Reading involves the recognition and decoding of printed text and the comprehension of that text. A child who is a remedial reader struggles with reading in any of the skill areas.
1.
Decoding or pronouncing the individual letters and words.
2. Comprehension of the text’s meaning.
Literal comprehension is when the student recalls the details of the passage
that is directly stated,
remembers a sequence of events, states the main ideas, and explains meaning
of vocabulary words.
Interpretive comprehension is when a student makes judgements and draws
conclusions from
what he/she has read, determines author’s point of view, figures out the
mood and tone of the story,
and recognizes facts from opinions.
**Comprehension involves active thinking before, during, and after reading that causes the reader to interact with the text.

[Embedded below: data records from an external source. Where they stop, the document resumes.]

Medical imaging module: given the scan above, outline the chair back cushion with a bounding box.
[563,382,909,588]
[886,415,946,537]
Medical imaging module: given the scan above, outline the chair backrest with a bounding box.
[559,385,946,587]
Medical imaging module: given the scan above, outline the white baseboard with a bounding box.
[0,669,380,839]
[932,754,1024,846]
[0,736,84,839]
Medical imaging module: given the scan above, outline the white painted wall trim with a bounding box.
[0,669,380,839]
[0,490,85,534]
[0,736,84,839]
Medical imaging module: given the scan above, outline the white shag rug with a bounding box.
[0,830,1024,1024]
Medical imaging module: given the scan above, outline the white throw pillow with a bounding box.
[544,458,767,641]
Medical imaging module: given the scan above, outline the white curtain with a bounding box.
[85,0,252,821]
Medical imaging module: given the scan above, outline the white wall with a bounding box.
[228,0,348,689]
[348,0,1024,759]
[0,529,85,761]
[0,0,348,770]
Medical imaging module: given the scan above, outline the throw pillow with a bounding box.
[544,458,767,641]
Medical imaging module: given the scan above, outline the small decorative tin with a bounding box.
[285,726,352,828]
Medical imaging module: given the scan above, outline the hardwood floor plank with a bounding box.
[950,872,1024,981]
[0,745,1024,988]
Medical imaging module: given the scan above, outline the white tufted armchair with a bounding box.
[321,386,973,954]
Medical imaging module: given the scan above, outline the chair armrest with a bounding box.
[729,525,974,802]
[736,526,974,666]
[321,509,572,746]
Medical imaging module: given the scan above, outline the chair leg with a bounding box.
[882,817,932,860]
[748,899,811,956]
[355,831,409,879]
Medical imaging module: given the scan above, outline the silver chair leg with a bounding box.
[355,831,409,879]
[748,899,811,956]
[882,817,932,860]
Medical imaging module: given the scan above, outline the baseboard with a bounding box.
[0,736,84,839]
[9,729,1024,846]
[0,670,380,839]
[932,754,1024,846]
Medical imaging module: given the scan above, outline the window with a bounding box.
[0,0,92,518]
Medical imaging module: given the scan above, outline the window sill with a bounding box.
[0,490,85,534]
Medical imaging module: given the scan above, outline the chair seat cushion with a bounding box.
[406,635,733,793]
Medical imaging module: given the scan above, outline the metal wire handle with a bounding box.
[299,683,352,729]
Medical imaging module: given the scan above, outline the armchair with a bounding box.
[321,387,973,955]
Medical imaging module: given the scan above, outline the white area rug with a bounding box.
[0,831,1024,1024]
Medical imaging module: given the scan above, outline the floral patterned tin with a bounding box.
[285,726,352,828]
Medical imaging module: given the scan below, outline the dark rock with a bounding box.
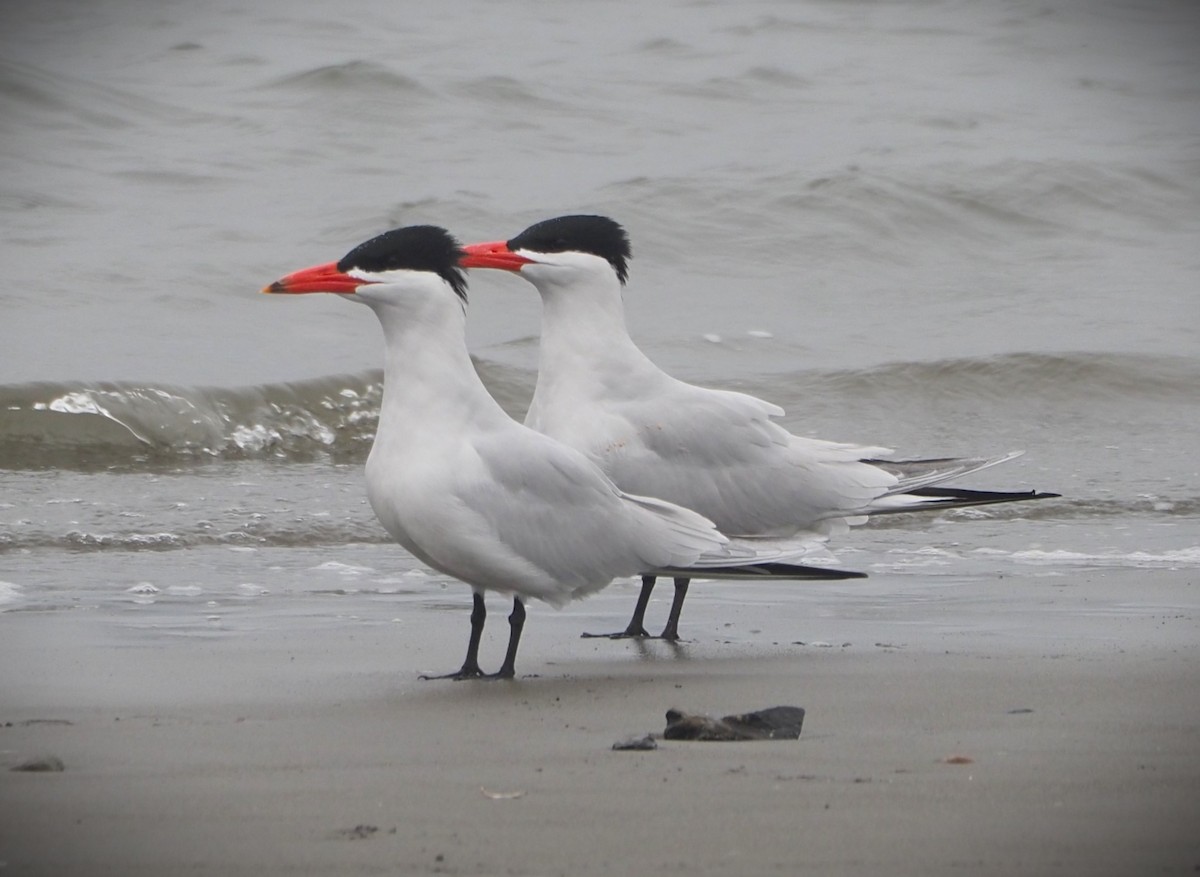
[11,755,66,774]
[612,734,659,752]
[662,707,804,740]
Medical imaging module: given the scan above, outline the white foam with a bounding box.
[0,582,20,606]
[310,560,374,576]
[1013,546,1200,569]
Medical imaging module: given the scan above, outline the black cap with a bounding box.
[337,226,467,301]
[508,216,631,283]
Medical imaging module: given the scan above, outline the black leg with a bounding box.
[583,576,657,639]
[421,591,482,679]
[490,596,524,679]
[660,578,691,643]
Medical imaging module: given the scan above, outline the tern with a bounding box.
[461,216,1058,639]
[263,226,860,679]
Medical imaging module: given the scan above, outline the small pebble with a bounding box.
[612,734,659,752]
[12,755,66,774]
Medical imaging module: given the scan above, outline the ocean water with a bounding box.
[0,0,1200,652]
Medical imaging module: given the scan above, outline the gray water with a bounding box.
[0,0,1200,643]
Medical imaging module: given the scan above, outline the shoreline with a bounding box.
[0,571,1200,876]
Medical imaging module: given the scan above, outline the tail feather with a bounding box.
[644,563,866,581]
[870,487,1062,515]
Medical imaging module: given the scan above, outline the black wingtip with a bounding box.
[654,563,866,582]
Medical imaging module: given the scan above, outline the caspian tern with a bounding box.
[263,226,859,679]
[460,216,1057,639]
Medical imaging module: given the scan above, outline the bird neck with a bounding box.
[536,274,658,383]
[372,299,508,441]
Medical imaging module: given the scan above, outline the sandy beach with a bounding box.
[0,570,1200,876]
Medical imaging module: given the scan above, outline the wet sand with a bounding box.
[0,570,1200,877]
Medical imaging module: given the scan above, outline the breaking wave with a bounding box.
[0,354,1200,469]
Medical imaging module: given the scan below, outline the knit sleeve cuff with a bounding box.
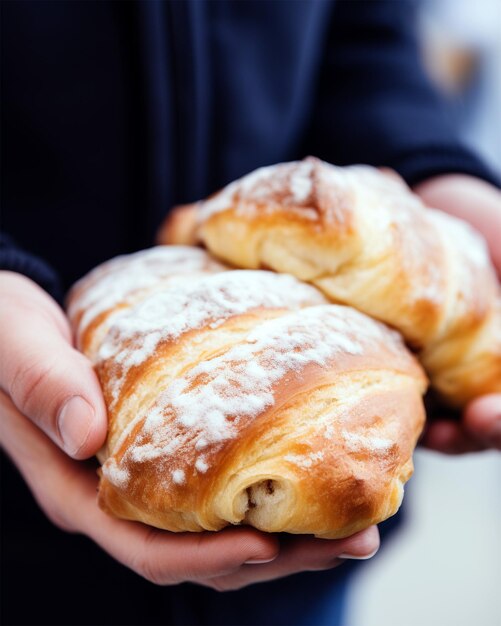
[0,234,63,303]
[388,145,501,187]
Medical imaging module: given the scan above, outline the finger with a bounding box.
[0,276,107,458]
[420,420,485,454]
[0,392,278,584]
[463,393,501,450]
[210,526,379,591]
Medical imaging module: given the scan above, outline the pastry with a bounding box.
[69,248,427,538]
[178,157,501,407]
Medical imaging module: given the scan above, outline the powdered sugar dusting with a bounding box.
[105,305,402,488]
[172,469,186,485]
[98,270,326,397]
[198,158,321,222]
[68,246,226,342]
[341,430,393,454]
[284,452,324,469]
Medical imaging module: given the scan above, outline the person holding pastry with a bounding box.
[0,0,501,624]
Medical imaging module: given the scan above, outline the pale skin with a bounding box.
[0,174,501,590]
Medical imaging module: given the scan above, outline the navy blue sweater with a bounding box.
[0,0,496,295]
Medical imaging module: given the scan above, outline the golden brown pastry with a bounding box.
[67,246,226,359]
[183,157,501,406]
[66,249,426,538]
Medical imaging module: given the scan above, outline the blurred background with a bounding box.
[346,0,501,626]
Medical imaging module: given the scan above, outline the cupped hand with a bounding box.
[0,272,379,590]
[0,392,379,591]
[414,174,501,454]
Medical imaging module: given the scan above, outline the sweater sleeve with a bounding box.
[0,233,63,302]
[312,0,499,185]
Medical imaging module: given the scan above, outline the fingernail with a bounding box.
[244,556,277,565]
[337,548,379,561]
[57,396,94,456]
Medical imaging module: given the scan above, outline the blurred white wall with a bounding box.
[346,450,501,626]
[346,0,501,626]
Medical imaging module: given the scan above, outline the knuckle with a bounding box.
[131,528,171,586]
[9,360,55,415]
[204,578,240,593]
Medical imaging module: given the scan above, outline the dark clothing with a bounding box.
[0,0,492,625]
[0,0,496,302]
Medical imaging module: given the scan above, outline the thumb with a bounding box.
[0,270,107,459]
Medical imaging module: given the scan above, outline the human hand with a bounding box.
[0,392,379,591]
[0,272,379,590]
[414,174,501,454]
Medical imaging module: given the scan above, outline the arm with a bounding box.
[308,0,496,185]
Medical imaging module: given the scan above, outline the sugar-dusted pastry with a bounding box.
[181,157,501,406]
[70,253,426,538]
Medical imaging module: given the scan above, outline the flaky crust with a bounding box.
[66,249,426,538]
[188,157,501,406]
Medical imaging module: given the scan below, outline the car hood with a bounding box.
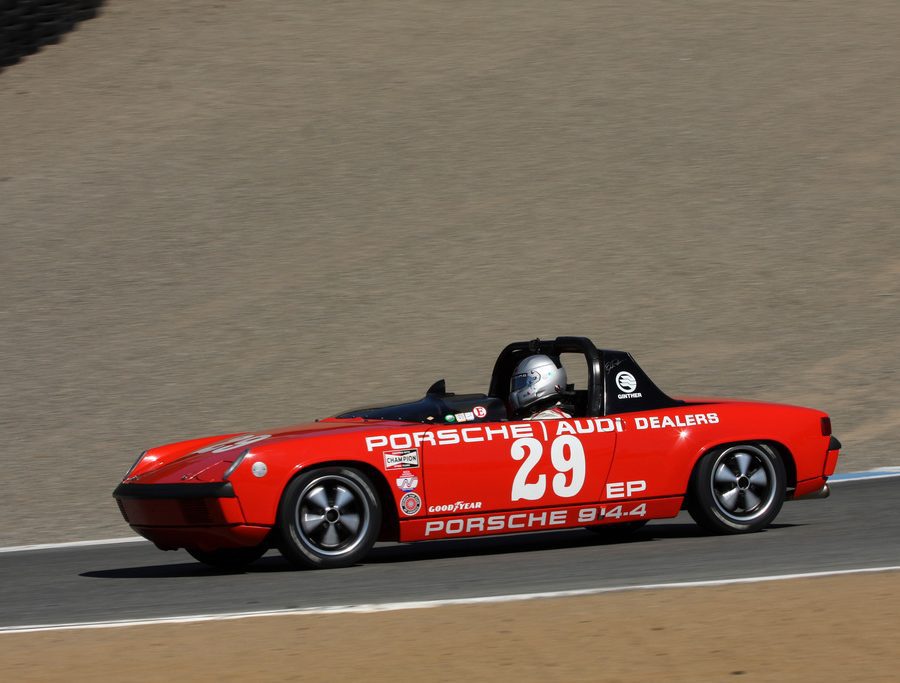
[123,418,414,484]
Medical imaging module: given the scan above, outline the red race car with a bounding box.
[113,337,841,569]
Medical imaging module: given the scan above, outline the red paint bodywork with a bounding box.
[117,399,838,550]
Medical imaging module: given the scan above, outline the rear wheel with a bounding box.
[187,545,269,571]
[688,443,787,534]
[278,467,381,569]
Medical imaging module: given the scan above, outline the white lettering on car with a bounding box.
[425,503,647,537]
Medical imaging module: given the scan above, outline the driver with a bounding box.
[509,355,572,420]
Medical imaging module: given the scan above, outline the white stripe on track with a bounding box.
[0,467,900,553]
[0,566,900,636]
[0,536,147,553]
[0,467,900,553]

Independent reading level - The student’s word recognition is
95% or better
with 85% comprehension or better.
Instructional reading level – The student’s word recognition is
90% or better
with 75% comprehension or better.
Frustrational reading level – The student’s word recognition is 85%
or less
with 50% or less comprehension.
To check if the textbook
or reading material you are using is too hard for the student to read,
select
a 100 word passage and have the child read it out loud to you. Mark
words he misses and figure out the percent.
Then ask him/her to anwer questions about this passage and figure out
percent. If the student falls in either the independent or instructional
reading level this material is fine.